Es natural que la posible salida del que ha sido el líder del PSOE y uno de los principales protagonistas de la política española en la última década se constituya en una de las incógnitas más importantes en estos días. Pero sería enormemente irresponsable que el debate empiece y se acabe ahí.
Es obvio que, en el siglo XXI, los liderazgos personales son uno de los ingredientes fundamentales de la política. Pero, si aceptamos que la causa de que el presidente de la cuarta economía de la Zona Euro pueda poner fin a su carrera política es una cacería con forma de lawfare contra su persona y sus seres queridos, entonces cualquier demócrata está obligado a preguntarse también qué se debe hacer para desterrar de una vez por todas y de forma definitiva este tipo de violencia golpista de nuestro sistema democrático. Y no solo preguntarse qué se debe hacer sino también comprometerse a hacerlo.

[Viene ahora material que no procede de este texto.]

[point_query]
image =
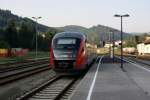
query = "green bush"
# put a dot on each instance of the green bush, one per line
(4, 44)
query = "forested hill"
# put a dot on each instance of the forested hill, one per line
(18, 30)
(97, 33)
(6, 17)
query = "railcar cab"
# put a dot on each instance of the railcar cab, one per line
(68, 51)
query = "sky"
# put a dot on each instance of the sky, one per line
(87, 13)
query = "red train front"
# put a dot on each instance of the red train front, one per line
(68, 52)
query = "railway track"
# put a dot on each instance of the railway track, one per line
(53, 89)
(22, 73)
(135, 60)
(4, 69)
(22, 62)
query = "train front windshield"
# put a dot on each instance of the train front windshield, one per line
(66, 44)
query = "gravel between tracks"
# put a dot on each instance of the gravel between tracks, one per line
(11, 91)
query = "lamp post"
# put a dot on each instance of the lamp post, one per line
(121, 16)
(113, 46)
(36, 40)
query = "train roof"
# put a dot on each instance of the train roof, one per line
(70, 34)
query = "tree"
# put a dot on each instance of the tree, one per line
(11, 34)
(26, 35)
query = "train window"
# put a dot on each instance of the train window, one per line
(66, 41)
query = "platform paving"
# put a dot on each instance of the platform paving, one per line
(111, 84)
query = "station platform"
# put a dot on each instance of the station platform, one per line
(106, 81)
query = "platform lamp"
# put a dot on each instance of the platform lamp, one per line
(36, 40)
(121, 16)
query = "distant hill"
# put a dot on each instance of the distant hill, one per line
(6, 16)
(94, 34)
(97, 33)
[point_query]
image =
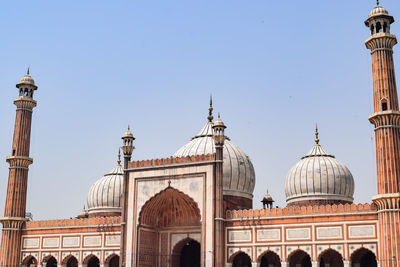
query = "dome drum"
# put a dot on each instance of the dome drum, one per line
(319, 178)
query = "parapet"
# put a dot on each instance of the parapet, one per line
(95, 221)
(303, 210)
(170, 161)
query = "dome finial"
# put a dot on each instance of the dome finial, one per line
(316, 134)
(119, 157)
(210, 109)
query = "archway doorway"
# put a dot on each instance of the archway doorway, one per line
(299, 259)
(241, 260)
(169, 210)
(72, 262)
(363, 258)
(190, 254)
(93, 262)
(270, 259)
(330, 258)
(114, 261)
(51, 262)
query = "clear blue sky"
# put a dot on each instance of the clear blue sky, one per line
(275, 68)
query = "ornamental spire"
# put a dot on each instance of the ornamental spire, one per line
(316, 134)
(210, 109)
(119, 156)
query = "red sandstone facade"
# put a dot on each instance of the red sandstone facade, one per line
(174, 210)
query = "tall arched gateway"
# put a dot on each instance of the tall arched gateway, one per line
(169, 211)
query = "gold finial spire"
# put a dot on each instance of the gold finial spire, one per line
(316, 134)
(210, 109)
(119, 156)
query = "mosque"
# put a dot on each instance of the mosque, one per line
(195, 207)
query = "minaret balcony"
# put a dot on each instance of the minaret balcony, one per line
(19, 162)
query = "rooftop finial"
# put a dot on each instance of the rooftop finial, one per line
(210, 109)
(316, 134)
(119, 156)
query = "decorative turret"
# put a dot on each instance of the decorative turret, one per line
(386, 119)
(15, 208)
(219, 140)
(127, 148)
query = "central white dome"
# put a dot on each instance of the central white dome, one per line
(239, 176)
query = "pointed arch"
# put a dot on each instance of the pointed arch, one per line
(241, 259)
(299, 257)
(29, 260)
(363, 257)
(233, 256)
(173, 207)
(181, 247)
(70, 261)
(269, 258)
(91, 260)
(49, 261)
(330, 257)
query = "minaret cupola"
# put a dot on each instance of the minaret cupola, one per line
(26, 86)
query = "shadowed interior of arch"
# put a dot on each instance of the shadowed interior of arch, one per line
(363, 258)
(270, 259)
(299, 258)
(330, 258)
(241, 260)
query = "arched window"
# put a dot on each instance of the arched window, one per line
(270, 259)
(299, 259)
(384, 104)
(384, 27)
(364, 258)
(378, 27)
(72, 262)
(50, 262)
(330, 258)
(241, 260)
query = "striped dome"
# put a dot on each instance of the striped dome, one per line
(105, 194)
(319, 176)
(238, 171)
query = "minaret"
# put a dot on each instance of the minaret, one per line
(386, 119)
(127, 148)
(219, 242)
(14, 212)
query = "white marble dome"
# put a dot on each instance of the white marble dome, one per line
(319, 177)
(105, 194)
(238, 171)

Es natural que la posible salida del que ha sido el líder del PSOE y uno de los principales protagonistas de la política española en la última década se constituya en una de las incógnitas más importantes en estos días
Si aceptamos, como afirma Pedro Sánchez, que la operativa del lawfare es la que ha puesto en jaque la continuidad misma de su persona al frente del gobierno de España, entonces, no tendría justificación ninguna que no hiciéramos nada para acabar con el lawfare, tanto si Sánchez se queda como si se va.

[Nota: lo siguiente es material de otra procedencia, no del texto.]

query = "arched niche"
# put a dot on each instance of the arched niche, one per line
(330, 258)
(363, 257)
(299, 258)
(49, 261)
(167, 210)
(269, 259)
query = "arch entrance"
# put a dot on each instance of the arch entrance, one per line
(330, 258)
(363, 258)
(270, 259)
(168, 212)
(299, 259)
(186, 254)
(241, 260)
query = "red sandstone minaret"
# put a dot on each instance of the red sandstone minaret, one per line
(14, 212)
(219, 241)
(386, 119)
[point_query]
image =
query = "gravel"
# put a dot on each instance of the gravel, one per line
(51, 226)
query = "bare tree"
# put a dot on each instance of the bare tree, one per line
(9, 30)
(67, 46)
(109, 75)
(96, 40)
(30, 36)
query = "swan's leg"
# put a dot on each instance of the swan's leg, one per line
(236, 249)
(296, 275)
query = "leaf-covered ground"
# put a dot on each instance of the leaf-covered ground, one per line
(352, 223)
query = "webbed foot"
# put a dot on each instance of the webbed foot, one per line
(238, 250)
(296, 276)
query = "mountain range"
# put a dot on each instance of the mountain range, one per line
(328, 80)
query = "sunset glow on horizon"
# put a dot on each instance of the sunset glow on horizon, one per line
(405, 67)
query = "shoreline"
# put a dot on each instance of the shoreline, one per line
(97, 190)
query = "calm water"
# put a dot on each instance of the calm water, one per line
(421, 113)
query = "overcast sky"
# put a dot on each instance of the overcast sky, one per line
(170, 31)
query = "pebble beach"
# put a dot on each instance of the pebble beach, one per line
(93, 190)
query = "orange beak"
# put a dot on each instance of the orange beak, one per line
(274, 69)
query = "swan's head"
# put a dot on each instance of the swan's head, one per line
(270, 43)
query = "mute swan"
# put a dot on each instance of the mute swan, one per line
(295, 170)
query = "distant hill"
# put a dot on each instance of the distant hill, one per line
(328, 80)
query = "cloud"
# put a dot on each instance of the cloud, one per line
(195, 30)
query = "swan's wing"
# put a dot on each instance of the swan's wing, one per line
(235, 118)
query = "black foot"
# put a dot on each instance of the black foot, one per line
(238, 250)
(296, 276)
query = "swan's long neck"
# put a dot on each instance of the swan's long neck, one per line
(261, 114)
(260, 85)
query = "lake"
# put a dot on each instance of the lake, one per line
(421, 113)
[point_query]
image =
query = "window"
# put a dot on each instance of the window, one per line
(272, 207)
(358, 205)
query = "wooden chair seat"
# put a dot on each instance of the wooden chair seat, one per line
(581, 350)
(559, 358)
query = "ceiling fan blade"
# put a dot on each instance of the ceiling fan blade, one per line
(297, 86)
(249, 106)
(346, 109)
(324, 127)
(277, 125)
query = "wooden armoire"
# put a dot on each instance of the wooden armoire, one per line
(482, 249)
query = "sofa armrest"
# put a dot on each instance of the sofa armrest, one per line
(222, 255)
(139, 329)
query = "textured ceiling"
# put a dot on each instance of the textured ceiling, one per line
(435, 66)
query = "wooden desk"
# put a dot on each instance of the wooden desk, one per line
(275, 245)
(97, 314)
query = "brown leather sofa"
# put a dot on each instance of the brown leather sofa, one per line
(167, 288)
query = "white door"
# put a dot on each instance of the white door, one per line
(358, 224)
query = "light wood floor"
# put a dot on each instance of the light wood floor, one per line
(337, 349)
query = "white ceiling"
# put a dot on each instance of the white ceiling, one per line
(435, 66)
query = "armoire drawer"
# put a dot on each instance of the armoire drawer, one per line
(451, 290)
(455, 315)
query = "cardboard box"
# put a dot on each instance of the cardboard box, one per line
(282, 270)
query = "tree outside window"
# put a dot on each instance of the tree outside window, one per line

En cualquiera de los dos casos, el no cambiar la ley para arrebatar al PP su mayoría de bloqueo en la renovación del CGPJ, el no llevar a cabo reformas profundas en el sistema de justicia para que los magistrados que bordean la prevaricación no gocen de impunidad, el no aprobar una ley de medios que impida el control de la información —y de la desinformación— por parte de los grandes poderes económicos que quieren que ganen todas las elecciones la derecha y la extrema derecha cueste lo que cueste, el no tomar medidas contundentes contra los bulos, las noticias falsas y la propagación de odio en los grandes medios de comunicación, el no hacer todo esto —independientemente de cuál sea el desenlace de estos días vertiginosos— es tanto como aceptar que lo que ha llevado a Pedro Sánchez al borde del precipicio puede perfectamente volver a pasar al día siguiente, a la semana siguiente, al mes siguiente, con cualquier otro líder político que no esté al frente del PP o de VOX.
Es entendible que la ciudadanía y los periodistas se pregunten estos días si Sánchez se queda o se va. Pero esa no es la pregunta más importante. Lo que en realidad tenemos que preguntarnos si queremos defender la democracia es qué hacemos con los periodistas corruptos y con los jueces corruptos que nos han traído hasta esta situación. Necesitamos medios de comunicación y partidos políticos que se atrevan a mirar a este gravísimo problema a la cara o, más pronto que tarde, el golpe definitivo tendrá éxito.